I rewrite it, my head full of my own, original, new ideas. The results turn out great. There's a few if and while loops that look the same, and some public interfaces stayed the same. But all the guts are brand new, shiny, my own.
You have all rights to the code that you wrote that is not "colored" by previous code. Aka "an original work"
But code that is any kind of derivative of code before it contains a complex mix of other peoples rights. It can be relicensed, but only if all authors large and small agree to the terms.
You have rights, but if it's a derivative, the original author might have rights too. If you made a substantial creative input, the original author can't copy your project without your permission, but neither can you copy theirs.
Hmm are we in a ship of Theseus/speciation area? Each individual step of refactoring would not cross the threshold but would a rewrite? Even if the end result was the same?
Let us also remember that certain architectural changes need to happen over a period of planned refractors. Nobody wants to read a 5000 line shotgun-blast looking diff
So effective, LGPL means you freely give all copyright for your work to the license holder? Even if the license holder has moved on from the project?

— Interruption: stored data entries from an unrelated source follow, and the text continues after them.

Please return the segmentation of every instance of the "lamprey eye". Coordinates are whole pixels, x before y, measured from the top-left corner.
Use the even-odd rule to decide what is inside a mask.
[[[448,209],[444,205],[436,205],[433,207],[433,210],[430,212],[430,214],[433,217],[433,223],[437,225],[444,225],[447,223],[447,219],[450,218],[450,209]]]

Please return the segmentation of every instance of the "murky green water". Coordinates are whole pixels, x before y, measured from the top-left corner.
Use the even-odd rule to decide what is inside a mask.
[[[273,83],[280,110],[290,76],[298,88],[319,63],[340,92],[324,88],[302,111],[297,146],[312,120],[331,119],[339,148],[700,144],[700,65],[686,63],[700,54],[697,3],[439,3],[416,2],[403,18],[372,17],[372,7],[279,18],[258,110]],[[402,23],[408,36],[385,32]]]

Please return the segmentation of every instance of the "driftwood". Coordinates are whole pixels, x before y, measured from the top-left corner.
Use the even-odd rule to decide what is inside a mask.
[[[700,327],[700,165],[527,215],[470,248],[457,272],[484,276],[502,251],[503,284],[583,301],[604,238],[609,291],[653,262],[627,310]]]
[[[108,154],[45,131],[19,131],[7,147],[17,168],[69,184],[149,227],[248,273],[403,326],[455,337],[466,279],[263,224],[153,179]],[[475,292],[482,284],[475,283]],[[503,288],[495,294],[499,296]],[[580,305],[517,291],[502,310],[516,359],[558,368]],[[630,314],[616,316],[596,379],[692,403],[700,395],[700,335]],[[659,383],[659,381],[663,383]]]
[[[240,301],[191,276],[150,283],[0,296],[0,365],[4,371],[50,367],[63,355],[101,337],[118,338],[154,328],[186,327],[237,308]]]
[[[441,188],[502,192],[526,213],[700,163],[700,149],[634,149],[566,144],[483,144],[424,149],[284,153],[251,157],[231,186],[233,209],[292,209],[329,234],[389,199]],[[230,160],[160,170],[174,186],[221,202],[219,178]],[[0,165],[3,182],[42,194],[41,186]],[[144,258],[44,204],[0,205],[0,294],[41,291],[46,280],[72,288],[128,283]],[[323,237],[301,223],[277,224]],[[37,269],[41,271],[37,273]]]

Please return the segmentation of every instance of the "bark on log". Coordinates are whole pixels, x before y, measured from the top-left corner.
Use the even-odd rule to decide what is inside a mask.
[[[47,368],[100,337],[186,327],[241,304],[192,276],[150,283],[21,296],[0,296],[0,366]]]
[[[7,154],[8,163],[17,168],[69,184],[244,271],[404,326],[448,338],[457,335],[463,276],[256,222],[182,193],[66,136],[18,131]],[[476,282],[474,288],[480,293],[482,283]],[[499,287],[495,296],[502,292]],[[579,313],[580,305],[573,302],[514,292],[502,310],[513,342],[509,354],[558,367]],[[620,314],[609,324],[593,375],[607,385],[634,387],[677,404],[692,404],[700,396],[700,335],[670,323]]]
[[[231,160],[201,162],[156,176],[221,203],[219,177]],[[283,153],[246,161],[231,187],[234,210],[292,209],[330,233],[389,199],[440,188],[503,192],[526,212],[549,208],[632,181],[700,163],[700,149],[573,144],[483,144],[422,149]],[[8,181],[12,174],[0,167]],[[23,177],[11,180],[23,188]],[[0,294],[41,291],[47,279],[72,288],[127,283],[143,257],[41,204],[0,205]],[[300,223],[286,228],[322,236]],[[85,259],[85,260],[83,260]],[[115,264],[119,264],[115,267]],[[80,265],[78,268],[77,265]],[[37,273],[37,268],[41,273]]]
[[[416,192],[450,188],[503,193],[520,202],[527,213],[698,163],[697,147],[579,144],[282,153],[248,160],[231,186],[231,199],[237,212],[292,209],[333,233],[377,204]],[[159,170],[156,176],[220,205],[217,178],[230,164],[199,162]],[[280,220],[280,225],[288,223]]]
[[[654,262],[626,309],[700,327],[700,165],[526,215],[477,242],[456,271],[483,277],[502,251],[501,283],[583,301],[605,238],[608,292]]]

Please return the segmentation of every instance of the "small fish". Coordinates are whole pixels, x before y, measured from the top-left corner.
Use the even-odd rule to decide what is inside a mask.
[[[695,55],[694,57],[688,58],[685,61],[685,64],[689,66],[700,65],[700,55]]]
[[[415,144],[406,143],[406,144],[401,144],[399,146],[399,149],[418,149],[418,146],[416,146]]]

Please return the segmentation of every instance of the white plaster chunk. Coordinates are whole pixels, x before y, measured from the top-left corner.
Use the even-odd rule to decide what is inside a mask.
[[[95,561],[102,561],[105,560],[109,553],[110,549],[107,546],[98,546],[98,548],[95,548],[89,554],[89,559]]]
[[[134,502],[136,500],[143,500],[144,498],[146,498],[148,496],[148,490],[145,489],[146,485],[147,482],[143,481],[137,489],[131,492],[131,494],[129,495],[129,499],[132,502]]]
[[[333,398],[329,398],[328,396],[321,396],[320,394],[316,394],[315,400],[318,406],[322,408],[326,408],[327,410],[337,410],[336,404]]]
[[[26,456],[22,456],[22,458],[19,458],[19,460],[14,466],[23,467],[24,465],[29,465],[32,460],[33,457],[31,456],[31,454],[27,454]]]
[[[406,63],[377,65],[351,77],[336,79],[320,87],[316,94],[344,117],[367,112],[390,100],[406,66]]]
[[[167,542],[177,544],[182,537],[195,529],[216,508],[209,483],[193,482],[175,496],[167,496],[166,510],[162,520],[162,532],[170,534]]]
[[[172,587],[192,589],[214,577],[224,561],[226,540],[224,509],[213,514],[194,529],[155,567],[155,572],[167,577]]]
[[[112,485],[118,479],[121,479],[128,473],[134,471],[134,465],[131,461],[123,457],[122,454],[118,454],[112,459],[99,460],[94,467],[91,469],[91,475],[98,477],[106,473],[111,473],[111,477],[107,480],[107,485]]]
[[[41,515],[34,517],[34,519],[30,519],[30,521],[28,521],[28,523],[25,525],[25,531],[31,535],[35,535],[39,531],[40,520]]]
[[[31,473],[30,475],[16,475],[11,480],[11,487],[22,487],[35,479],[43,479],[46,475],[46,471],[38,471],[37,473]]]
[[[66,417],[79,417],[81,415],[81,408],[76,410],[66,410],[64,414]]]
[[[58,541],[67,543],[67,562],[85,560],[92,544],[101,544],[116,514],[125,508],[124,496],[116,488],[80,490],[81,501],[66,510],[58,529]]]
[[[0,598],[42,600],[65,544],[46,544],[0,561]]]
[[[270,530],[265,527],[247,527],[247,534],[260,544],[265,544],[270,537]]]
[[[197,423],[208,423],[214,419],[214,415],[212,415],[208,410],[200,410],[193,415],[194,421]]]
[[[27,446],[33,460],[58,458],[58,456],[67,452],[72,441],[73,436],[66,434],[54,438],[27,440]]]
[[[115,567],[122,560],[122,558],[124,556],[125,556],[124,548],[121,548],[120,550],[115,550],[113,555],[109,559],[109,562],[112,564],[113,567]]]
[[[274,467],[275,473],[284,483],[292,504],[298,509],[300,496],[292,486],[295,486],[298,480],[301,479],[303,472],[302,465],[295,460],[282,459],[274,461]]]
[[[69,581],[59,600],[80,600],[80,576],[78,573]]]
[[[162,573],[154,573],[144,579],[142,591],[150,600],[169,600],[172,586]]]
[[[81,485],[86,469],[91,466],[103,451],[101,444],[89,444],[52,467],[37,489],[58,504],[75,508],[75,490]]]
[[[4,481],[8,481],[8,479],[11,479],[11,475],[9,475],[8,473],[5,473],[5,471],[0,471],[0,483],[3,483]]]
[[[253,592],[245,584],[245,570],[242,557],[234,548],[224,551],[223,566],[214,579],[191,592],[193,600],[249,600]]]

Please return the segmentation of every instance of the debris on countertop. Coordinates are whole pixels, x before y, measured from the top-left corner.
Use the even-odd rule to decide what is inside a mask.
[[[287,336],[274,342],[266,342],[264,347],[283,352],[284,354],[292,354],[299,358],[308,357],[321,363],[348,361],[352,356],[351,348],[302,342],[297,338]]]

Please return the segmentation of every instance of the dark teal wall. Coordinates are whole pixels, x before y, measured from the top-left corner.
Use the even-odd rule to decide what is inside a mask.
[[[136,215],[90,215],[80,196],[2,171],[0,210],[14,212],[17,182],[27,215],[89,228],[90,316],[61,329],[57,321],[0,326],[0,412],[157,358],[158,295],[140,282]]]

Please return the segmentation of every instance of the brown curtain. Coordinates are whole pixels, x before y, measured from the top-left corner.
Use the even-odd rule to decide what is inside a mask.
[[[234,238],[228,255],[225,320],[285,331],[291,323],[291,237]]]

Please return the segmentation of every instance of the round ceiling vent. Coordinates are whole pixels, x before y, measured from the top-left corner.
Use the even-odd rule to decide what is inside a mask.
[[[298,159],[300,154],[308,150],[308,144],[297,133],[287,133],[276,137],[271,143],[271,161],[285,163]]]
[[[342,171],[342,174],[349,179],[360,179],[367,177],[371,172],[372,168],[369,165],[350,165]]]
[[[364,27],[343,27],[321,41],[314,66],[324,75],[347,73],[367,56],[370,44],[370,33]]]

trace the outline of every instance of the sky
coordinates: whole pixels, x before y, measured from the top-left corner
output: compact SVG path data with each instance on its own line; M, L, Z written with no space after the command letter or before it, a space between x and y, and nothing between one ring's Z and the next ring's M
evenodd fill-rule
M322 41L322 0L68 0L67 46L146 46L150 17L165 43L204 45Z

What if I decide to make a JS or Rust implementation of this project and use it as inspiration? Does that mean I'm no longer doing a "clean room" implementation and my project is contaminated by LGPL too?
If a copyright holder does not give you permission, you can't legally relicense. Even if they're dead.
If they're dead and their estate doesn't care, you might pirate it without getting sued, but any recipient of the new work would be just as liable as you are, and they'd know that, so I probably wouldn't risk it.